I'm trying to use PySpark's split()
method on a column that has data formatted like:
[6b87587f-54d4-11eb-95a7-8cdcd41d1310, 603, landing-content, landing-content-provider]
my intent is to extract the 4th element after the last comma.
I'm using a syntax like:
mydf.select("primary_component").withColumn("primary_component_01",f.split(mydf.primary_component, "\,").getItem(0)).limit(10).show(truncate=False)
But I'm consistently getting this error:
"cannot resolve 'split(mydf.
primary_component
, ',')' due to data type mismatch: argument 1 requires string type, however, 'mydf.primary_component
' is of structuuid:string,id:int,project:string,component:string type.;;\n'Project [primary_component#17, split(split(primary_component#17, ,)[1], \,)...

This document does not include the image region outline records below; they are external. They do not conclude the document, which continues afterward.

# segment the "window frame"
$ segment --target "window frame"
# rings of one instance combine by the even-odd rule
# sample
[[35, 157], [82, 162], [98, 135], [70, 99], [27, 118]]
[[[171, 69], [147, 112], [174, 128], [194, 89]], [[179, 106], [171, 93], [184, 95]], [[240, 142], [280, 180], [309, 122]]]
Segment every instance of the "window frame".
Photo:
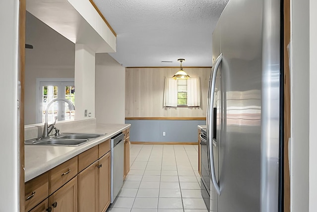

I've also tried escaping the "," using \, \\ or not escaping it at all and this doesn't make any difference. Also, removing the ".getItem(0)" produces no difference.
What am I doing wrong? Feeling a dumbass but I don't know how to fix this... Thank you for any suggestions
CodePudding user response:
You are getting the error:
"cannot resolve 'split(mydf.`primary_component`, ',')' due to data
type mismatch: argument 1 requires string type, however,
'mydf.`primary_component`' is of
struct<uuid:string,id:int,project:string,component:string>
because your column primary_component
is using a struct type when split
expects string
columns.
Since primary_component
is already a struct and you are interested in the value after your last comma you may try the following using dot notation
mydf.withColumn("primary_component_01","primary_component.component")
In the error message, spark has shared the schema for your struct as
struct<uuid:string,id:int,project:string,component:string>
i.e.
column | data type |
---|---|
uuid | string |
id | int |
project | string |
component | string |
For future debugging purposes, you may use mydf.printSchema()
to show the schema of the spark dataframe in use.